In questo senso, il numero due di Confindustria ha evidenziato le difficoltà nel risalire all'esatto momento del contagio, per cui ci saranno sempre dei dubbi sul fatto che questo sia avvenuto sul lavoro. Un lavoratore potrebbe contrarre il virus anche in altri contesti, e non sarebbe giusto che ne dovesse rispondere l'imprenditore che ha seguito punto per punto la normativa e fatto tutto ciò che era richiesto per la tutela dei dipendenti, ha aggiunto Stirpe.
Cosa dicono i sindacati
Uno scudo penale, tuttavia, non è una soluzione accettabile secondo le parti sociali. I sindacati ritengono infatti legittima la tutela da parte dell'Inail a favore dei lavoratori che vengono contagiati e si dicono contrari all'introduzione di uno scudo che potrebbe finire per proteggere anche quegli imprenditori che non implementano tutte le misure di sicurezza per questioni economiche. "Riteniamo che i moltissimi imprenditori onesti, che hanno a cuore la salute dei propri dipendenti, non hanno da temere nulla da queste disposizioni e non trarrebbero alcun beneficio da uno scudo penale generalizzato, che avvantaggerebbe soltanto chi, ancor prima della pandemia, considerava e considera le norme sulla prevenzione e sicurezza nei posti di lavoro, come un costo da comprimere e non un investimento", ha detto Silvino Candeloro, del collegio di presidenza Inca Cgil.
Il chiarimento dell'Inail
Ci ha poi pensato l'Inail a fare chiarezza. In una nota ha spiegato che il riconoscimento della tutela nei confronti del lavoratore contagiato non presuppone automaticamente una responsabilità penale da parte del datore di lavoro. "Il riconoscimento dell’infortunio da parte dell’Istituto non assume alcun rilievo per sostenere l’accusa in sede penale, considerata la vigenza in tale ambito del principio di presunzione di innocenza nonché dell’onere della prova a carico del pubblico ministero. E neanche in sede civile il riconoscimento della tutela infortunistica rileva ai fini del riconoscimento della responsabilità civile del datore di lavoro, tenuto conto che è sempre necessario l’accertamento della colpa di quest’ultimo per aver causato l’evento dannoso".

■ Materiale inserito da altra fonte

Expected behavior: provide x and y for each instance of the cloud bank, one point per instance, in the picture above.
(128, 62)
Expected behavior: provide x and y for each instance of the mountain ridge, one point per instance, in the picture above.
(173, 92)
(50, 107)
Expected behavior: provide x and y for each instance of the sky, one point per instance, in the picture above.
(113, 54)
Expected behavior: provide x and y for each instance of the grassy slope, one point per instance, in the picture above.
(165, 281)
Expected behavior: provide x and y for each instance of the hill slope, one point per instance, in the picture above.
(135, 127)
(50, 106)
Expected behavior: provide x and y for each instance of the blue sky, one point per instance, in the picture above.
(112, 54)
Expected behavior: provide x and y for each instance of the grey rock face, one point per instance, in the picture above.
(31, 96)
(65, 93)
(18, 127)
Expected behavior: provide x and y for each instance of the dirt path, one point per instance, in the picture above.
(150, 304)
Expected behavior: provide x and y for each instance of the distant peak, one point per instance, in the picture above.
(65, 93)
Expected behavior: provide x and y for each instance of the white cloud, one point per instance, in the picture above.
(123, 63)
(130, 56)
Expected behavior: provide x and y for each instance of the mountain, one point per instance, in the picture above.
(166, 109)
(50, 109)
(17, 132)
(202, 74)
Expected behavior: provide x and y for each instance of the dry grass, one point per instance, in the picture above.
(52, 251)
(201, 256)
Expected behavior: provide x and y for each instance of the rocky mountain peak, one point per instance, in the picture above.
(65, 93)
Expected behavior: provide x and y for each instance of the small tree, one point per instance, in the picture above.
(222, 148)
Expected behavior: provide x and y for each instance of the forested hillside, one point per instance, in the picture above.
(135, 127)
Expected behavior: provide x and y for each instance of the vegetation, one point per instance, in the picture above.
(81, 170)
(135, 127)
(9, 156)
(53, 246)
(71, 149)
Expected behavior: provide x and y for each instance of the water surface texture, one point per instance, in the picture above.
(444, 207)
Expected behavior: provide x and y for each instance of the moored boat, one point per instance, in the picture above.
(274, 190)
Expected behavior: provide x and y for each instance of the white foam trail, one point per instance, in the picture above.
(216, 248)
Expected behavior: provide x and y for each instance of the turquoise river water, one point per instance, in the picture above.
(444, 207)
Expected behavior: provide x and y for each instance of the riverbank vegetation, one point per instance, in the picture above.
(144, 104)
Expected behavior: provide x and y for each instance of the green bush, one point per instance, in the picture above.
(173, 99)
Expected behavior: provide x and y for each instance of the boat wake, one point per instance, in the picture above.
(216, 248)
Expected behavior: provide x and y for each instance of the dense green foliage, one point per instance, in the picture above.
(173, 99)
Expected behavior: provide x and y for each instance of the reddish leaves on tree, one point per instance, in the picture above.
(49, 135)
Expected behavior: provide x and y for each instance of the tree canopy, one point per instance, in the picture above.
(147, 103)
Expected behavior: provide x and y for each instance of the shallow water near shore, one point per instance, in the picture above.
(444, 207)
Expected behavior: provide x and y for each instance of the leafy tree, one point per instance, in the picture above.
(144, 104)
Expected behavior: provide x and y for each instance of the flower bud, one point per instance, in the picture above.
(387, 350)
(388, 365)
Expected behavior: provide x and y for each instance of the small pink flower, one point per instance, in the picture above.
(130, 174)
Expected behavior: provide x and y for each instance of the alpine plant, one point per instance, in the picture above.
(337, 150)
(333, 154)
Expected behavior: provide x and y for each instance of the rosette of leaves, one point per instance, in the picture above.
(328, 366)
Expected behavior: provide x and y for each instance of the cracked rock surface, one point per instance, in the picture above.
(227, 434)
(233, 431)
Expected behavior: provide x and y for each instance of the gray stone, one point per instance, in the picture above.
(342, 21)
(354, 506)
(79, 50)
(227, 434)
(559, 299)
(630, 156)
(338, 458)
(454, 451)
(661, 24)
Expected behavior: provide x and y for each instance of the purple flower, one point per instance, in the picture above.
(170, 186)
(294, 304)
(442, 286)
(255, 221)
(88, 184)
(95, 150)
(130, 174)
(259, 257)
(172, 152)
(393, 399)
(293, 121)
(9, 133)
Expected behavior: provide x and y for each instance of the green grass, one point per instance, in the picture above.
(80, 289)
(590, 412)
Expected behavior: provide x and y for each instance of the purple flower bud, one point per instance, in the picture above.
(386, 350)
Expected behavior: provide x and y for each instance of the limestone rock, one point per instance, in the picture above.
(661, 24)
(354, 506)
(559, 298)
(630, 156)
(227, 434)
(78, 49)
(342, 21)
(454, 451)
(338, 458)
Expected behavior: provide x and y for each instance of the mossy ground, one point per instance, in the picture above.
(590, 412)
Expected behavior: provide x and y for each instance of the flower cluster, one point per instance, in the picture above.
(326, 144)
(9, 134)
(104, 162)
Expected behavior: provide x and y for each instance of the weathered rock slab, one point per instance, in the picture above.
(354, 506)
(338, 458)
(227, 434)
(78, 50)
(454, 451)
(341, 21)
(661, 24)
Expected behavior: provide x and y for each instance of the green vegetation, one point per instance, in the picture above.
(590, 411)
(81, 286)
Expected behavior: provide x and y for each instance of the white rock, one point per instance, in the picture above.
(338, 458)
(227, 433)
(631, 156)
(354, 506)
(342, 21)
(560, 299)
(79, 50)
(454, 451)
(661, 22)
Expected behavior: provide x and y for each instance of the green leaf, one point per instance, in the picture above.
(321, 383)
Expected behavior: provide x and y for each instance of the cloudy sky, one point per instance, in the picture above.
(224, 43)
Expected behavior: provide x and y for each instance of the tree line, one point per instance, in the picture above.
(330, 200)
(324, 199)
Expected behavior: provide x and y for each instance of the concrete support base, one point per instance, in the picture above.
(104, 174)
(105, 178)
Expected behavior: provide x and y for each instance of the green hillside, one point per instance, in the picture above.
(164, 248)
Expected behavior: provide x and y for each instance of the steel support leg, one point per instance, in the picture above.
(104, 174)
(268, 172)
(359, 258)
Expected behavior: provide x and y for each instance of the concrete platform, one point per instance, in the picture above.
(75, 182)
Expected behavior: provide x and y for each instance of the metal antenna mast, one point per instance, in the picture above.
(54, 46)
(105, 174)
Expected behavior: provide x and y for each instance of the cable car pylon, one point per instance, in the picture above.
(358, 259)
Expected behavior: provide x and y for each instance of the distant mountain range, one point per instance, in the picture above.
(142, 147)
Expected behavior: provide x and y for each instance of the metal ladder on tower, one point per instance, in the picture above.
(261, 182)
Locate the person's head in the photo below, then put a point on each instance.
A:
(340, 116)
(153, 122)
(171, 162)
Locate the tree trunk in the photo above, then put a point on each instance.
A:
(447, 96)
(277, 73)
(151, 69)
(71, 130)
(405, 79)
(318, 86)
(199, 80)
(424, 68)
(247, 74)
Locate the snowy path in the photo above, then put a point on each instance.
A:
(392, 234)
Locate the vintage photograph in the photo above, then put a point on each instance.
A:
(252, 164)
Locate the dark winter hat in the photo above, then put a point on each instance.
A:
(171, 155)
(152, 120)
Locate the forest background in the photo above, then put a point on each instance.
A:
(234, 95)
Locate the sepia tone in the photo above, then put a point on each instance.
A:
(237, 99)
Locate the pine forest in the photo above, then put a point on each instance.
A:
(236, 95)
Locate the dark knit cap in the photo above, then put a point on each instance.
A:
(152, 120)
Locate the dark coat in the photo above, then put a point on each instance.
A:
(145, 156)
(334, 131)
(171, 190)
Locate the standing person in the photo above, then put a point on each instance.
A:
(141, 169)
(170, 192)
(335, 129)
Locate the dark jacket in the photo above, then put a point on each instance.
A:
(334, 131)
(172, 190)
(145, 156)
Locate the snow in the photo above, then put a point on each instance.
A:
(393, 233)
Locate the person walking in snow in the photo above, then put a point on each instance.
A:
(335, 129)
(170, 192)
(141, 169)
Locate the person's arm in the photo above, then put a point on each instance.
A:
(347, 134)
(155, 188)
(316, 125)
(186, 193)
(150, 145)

In conclusione, quindi, la responsabilità penale da parte dell'imprenditore sarà chiamata in causa solo in presenza di prove che testimoniano un dolo o una colpa da parte del datore di lavoro, risultati nel contagio di un dipendente. I criteri secondo i quali vengono accertate queste prove, tuttavia, sono completamente diversi da quelli rispetto ai quali l'Inail riconosce il diritto alle prestazioni assicurative da parte di un lavoratore che ha contratto il coronavirus.